An employer and employee can elect to use the automobile lease valuation rule to value personal use of an employer-provided automobile.

The first step in this process is to determine the fair market value of the car. You can do this in basically four different ways, depending on the facts and circumstances of the transaction:

1. The employer’s cost of purchasing an automobile, including sales tax, title and other expenses, can be used as the fair value if the purchase was made in an arm’s-length transaction. This method would apply only if the car was purchased.

2. The retail value as reported by a nationally recognized pricing source can be used as the fair market value of a leased automobile.

3. The manufacturer’s suggested retail price, including sales taxes and title and other expenses, less 8 percent, can be used for leased vehicles only.

4. The manufacturer’s invoice price including options, plus 4 percent, can be used for leased vehicles only.

The fair market value of the vehicle is reduced when the employee contributes an amount toward the purchase or lease of the vehicle.

Once the fair market value is determined, the second step is to determine the annual lease value for the vehicle. The IRS provides a table in its regulations that lists the annual lease value for various fair market values.
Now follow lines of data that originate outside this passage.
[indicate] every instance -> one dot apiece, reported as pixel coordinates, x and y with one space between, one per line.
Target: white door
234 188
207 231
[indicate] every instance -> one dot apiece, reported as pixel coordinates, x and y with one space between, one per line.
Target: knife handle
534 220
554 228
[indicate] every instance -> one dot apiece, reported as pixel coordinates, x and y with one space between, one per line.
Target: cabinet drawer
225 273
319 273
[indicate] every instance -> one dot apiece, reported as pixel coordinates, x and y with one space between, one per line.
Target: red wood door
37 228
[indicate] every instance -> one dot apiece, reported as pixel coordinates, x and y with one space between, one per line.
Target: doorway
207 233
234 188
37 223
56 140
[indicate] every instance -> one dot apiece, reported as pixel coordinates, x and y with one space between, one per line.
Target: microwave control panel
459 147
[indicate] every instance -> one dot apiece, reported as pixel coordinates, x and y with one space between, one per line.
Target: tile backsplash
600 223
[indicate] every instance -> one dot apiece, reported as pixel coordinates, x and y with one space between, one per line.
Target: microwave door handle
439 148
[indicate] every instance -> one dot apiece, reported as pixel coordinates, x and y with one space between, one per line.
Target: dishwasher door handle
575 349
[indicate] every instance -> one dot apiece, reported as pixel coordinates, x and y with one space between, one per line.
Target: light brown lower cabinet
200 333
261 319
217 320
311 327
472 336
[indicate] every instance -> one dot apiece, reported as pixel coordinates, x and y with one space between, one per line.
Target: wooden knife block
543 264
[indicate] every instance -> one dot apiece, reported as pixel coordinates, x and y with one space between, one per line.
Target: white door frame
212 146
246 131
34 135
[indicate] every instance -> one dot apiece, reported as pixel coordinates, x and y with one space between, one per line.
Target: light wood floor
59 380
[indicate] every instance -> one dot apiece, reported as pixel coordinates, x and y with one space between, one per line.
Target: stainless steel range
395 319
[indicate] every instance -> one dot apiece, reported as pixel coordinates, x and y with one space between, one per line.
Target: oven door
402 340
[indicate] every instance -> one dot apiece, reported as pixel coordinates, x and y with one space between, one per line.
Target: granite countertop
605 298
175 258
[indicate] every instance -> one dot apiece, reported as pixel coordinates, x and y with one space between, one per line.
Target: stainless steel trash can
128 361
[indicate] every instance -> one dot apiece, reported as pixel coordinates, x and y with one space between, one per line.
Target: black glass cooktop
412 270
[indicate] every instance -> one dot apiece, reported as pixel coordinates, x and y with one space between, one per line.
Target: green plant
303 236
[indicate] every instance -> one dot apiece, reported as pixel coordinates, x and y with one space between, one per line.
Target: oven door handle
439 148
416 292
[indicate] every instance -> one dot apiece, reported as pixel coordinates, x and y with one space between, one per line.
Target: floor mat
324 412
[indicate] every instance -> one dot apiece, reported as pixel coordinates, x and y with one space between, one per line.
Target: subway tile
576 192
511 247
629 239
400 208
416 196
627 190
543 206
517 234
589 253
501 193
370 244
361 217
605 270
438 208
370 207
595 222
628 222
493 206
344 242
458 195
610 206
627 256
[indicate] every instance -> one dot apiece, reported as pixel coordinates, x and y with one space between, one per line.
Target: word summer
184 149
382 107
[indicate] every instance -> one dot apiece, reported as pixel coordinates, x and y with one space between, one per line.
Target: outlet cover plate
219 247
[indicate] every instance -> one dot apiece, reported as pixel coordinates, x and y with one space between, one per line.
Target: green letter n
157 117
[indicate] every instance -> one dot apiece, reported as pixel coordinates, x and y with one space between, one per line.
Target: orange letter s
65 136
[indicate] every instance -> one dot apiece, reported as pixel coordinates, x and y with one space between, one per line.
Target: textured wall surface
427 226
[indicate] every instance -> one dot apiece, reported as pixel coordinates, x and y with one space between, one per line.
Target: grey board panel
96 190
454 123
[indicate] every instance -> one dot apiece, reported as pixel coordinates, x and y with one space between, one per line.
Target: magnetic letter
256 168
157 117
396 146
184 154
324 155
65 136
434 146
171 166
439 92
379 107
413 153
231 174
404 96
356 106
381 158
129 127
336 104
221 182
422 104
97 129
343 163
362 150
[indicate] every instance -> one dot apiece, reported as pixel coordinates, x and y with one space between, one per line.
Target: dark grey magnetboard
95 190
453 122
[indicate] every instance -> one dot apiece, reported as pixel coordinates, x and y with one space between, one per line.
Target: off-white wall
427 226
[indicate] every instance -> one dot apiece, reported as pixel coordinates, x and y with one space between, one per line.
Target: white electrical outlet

The third step, once the annual lease value is determined, is to calculate the business-/personal-use percentage. It’s best if you have kept a mileage log during the year. Use the mileage log to determine the total miles driven vs. personal miles. Then multiply the personal-use percentage times the annual lease value to determine the amount of income that should be added back to your W-2.

An employer-provided vehicle is considered a partially taxable fringe benefit. The personal-use portion of the vehicle is considered taxable. For this reason, an amount is added back to your W-2 at the end of the year.